Question

A line segment is divided into 3 parts. What is the probability that they form sides of a possible triangle.

Answer 1

The probability is $\frac{1}{4}$.

Answer 2

Let the line segment have length $L$. We make two random cuts, dividing it into three parts of lengths $x, y, z$. The total length is $x+y+z = L$. For these three parts to form a triangle, they must satisfy the triangle inequality: $x+y>z$, $x+z>y$, and $y+z>x$. Since $x+y+z=L$, these inequalities simplify to $z<L/2$, $y<L/2$, and $x<L/2$. Thus, each part must be less than half the total length.

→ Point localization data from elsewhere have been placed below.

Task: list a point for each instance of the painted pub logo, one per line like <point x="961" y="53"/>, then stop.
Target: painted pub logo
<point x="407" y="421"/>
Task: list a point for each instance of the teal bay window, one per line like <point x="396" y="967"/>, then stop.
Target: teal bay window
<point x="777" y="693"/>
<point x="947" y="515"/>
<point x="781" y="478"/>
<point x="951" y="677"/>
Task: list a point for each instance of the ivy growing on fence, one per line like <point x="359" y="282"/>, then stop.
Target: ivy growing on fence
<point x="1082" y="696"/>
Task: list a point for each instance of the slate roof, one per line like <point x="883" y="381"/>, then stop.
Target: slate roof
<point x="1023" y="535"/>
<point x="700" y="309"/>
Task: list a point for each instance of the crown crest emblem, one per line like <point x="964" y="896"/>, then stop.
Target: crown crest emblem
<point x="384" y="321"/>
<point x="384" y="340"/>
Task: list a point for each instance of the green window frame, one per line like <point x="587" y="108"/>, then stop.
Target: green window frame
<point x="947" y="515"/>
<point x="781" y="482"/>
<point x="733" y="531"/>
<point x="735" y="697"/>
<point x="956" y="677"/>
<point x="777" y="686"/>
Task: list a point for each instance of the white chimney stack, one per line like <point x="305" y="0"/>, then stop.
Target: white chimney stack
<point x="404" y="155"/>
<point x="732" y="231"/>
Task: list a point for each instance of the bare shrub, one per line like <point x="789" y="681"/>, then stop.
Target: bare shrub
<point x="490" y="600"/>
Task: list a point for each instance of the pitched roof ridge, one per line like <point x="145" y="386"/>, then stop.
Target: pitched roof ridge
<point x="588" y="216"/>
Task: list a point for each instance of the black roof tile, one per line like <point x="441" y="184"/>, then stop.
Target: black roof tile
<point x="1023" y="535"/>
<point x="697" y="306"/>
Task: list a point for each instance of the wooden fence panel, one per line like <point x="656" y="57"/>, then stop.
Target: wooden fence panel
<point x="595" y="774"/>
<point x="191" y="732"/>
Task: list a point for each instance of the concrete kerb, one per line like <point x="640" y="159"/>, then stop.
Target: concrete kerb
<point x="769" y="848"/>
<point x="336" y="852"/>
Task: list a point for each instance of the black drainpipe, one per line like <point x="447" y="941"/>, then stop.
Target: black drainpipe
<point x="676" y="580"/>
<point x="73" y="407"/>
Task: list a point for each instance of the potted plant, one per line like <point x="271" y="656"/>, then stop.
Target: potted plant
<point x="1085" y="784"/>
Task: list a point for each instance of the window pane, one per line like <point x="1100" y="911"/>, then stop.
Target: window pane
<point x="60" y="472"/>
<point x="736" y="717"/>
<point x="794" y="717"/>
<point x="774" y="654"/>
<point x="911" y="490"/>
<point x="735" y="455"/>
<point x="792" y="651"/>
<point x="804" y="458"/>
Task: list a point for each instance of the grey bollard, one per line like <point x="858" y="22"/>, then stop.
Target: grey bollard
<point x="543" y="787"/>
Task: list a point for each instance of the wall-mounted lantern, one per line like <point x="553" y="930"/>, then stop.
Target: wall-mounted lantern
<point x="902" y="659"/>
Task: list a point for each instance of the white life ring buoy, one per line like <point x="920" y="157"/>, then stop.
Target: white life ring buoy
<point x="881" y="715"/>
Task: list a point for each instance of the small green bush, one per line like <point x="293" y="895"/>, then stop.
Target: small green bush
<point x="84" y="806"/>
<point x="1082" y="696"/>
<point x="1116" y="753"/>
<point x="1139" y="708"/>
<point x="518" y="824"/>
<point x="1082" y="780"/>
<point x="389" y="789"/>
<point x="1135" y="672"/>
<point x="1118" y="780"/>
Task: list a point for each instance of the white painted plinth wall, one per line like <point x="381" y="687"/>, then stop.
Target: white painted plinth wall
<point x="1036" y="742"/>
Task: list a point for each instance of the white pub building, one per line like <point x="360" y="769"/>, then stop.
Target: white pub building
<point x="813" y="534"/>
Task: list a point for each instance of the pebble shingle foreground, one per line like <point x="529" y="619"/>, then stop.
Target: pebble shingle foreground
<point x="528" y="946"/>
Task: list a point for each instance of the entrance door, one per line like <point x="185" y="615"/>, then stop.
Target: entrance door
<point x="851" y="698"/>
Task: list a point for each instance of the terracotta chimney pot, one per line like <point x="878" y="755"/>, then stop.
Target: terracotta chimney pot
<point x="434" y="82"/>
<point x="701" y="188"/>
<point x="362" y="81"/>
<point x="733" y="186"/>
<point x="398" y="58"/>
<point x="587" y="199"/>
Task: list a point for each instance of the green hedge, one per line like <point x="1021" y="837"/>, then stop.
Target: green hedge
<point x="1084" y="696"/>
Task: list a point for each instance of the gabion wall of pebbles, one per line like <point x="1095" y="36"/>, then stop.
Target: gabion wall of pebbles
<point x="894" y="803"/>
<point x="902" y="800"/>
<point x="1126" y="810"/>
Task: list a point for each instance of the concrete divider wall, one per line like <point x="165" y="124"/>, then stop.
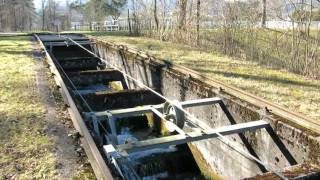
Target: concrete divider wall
<point x="302" y="144"/>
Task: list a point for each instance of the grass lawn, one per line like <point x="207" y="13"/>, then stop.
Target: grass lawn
<point x="290" y="90"/>
<point x="26" y="152"/>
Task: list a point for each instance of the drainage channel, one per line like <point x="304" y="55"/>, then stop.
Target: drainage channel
<point x="137" y="133"/>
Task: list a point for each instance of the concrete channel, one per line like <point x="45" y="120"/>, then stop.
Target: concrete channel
<point x="130" y="132"/>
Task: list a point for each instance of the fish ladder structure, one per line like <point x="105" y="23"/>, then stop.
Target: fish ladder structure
<point x="131" y="130"/>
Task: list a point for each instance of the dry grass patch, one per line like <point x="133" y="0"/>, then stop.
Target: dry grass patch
<point x="26" y="152"/>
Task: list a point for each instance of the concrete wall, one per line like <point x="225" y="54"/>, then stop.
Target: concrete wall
<point x="302" y="144"/>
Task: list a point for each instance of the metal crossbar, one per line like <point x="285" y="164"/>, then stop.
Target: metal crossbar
<point x="121" y="113"/>
<point x="191" y="137"/>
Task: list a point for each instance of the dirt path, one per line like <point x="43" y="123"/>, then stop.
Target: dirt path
<point x="69" y="155"/>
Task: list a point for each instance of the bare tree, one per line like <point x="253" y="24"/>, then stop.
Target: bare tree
<point x="264" y="13"/>
<point x="182" y="14"/>
<point x="155" y="14"/>
<point x="198" y="22"/>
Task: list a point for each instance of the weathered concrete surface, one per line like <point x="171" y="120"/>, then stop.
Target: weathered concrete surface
<point x="302" y="143"/>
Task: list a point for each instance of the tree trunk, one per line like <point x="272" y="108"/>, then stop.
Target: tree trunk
<point x="155" y="14"/>
<point x="264" y="13"/>
<point x="129" y="23"/>
<point x="182" y="14"/>
<point x="198" y="22"/>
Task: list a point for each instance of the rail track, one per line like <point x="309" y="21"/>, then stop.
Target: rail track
<point x="137" y="133"/>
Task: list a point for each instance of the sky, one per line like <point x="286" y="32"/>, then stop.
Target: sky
<point x="37" y="3"/>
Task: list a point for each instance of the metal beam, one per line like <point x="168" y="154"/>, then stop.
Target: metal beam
<point x="169" y="125"/>
<point x="145" y="109"/>
<point x="191" y="137"/>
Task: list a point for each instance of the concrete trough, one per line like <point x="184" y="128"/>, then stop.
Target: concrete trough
<point x="294" y="139"/>
<point x="289" y="140"/>
<point x="108" y="100"/>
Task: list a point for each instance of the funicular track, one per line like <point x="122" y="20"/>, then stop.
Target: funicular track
<point x="136" y="133"/>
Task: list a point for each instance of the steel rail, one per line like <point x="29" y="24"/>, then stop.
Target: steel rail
<point x="273" y="108"/>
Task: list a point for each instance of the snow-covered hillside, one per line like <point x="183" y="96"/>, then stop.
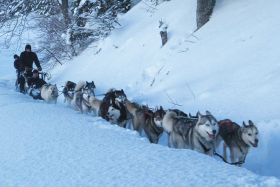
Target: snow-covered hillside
<point x="228" y="67"/>
<point x="52" y="145"/>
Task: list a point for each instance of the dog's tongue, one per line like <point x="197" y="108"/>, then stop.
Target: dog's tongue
<point x="212" y="136"/>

We can model this problem by considering two independent random variables $X$ and $Y$ representing the positions of the two cuts on a line segment of length 1, uniformly distributed in $[0, 1]$. The sample space is the unit square $[0,1]\times[0,1]$ with area 1. The lengths of the three parts depend on the order of $X$ and $Y$. Case 1: $X < Y$. The lengths are $X$, $Y-X$, and $1-Y$. The triangle inequalities are $X < 1/2$, $Y-X < 1/2$, and $1-Y < 1/2$ (which implies $Y > 1/2$). These translate to $X < 1/2$, $Y > 1/2$, and $Y < X+1/2$. The region satisfying these conditions within the $X<Y$ part of the unit square (the upper triangle) is a triangle with vertices $(0, 1/2)$, $(1/2, 1/2)$, and $(1/2, 1)$. Its area is $1/8$. Case 2: $Y < X$. The lengths are $Y$, $X-Y$, and $1-X$. The triangle inequalities are $Y < 1/2$, $X-Y < 1/2$, and $1-X < 1/2$ (which implies $X > 1/2$). These translate to $Y < 1/2$, $X > 1/2$, and $X < Y+1/2$. The region satisfying these conditions within the $Y<X$ part of the unit square (the lower triangle) is a triangle with vertices $(1/2, 0)$, $(1/2, 1/2)$, and $(1, 1/2)$. Its area is $1/8$.

The total favorable area is the sum of the areas from both cases: $1/8 + 1/8 = 1/4$. Since the total area of the sample space is 1, the probability is $1/4$.